Mexican cartels now pose more of a threat to Americans as they smuggle violent criminals hidden among illegal migrants. Even as the U.S. and Mexican governments continue to fight the smuggling of dangerous narcotics into country, these drug cartels have also taken advantage of the lax border policies of the Biden Administration. Yuma County Supervisor Jonathan Lines said this was no longer a political discussion but rather an issue of national security.
According to Fox News, Lines stressed that the situation on the border needed to change and that great effort must be put into taking it back from the control of the cartels. He further pointed out how these cartels have profited through their trafficking operations and emphasized that the situation will worsen over time if nothing is done.
Lines remarked that cartels have utilized the U.S. migrant crisis to their advantage by establishing effective and lucrative smuggling operations to slip through Border Patrol officials. He added that migrants that cannot pay now have cartels helping them cross the border where they offer themselves to smuggle illegal drugs into the country in exchange for passage into the U.S.
A professor at George Mason University said cartels charge migrants wanting to cross the border at the cheapest price of $4,000. One migrant reportedly coughed up $20,000 from a loan to smuggle his two children into the U.S. They were later found dead along with 51 other individuals at the back of an abandoned tractor-trailer in San Antonio. Those who manage to cross are forced by the cartel to work off their debts.
"Not everybody is able to pay for it, and they come as indentured servants," Lines told Fox News.

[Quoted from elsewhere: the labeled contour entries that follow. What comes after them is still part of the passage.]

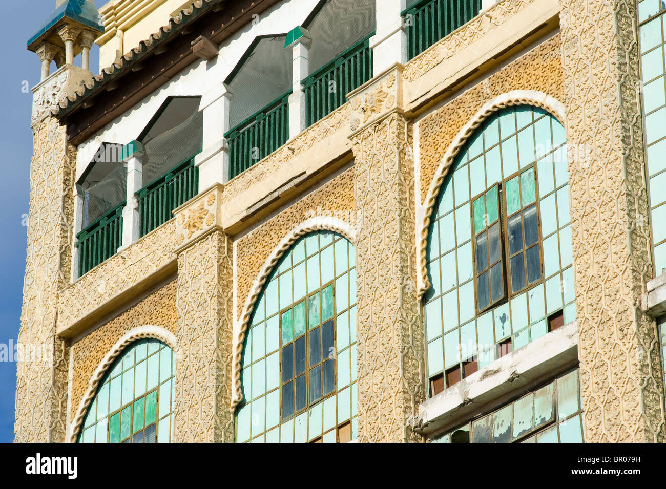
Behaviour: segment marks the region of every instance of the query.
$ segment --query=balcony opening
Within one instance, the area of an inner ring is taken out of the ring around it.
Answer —
[[[289,139],[292,53],[286,35],[258,37],[225,82],[229,105],[229,178],[244,172]]]
[[[308,126],[347,101],[372,78],[370,38],[376,28],[375,0],[326,0],[304,27],[312,37],[309,76],[303,81]]]
[[[170,97],[137,139],[145,149],[143,187],[136,194],[142,236],[171,219],[174,209],[198,193],[194,156],[203,144],[200,100]]]
[[[121,144],[103,143],[77,182],[83,197],[81,230],[76,240],[79,277],[115,255],[122,243],[127,191],[122,148]]]
[[[402,13],[407,59],[412,59],[479,15],[481,0],[420,0]]]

Just last year, almost 100 suspected terrorists were arrested on the southern border according to Customs and Border Protection. Whereas the previous five years only saw about 26 arrests in total. Homeland Security investigators said that human smuggling operations’ profits have gone through the roof with a whopping estimated profit of $13 billion as of July. The CBP said that around 15,000 pounds of fentanyl were seized along the border in 2022, which was a 206% increase from 2020.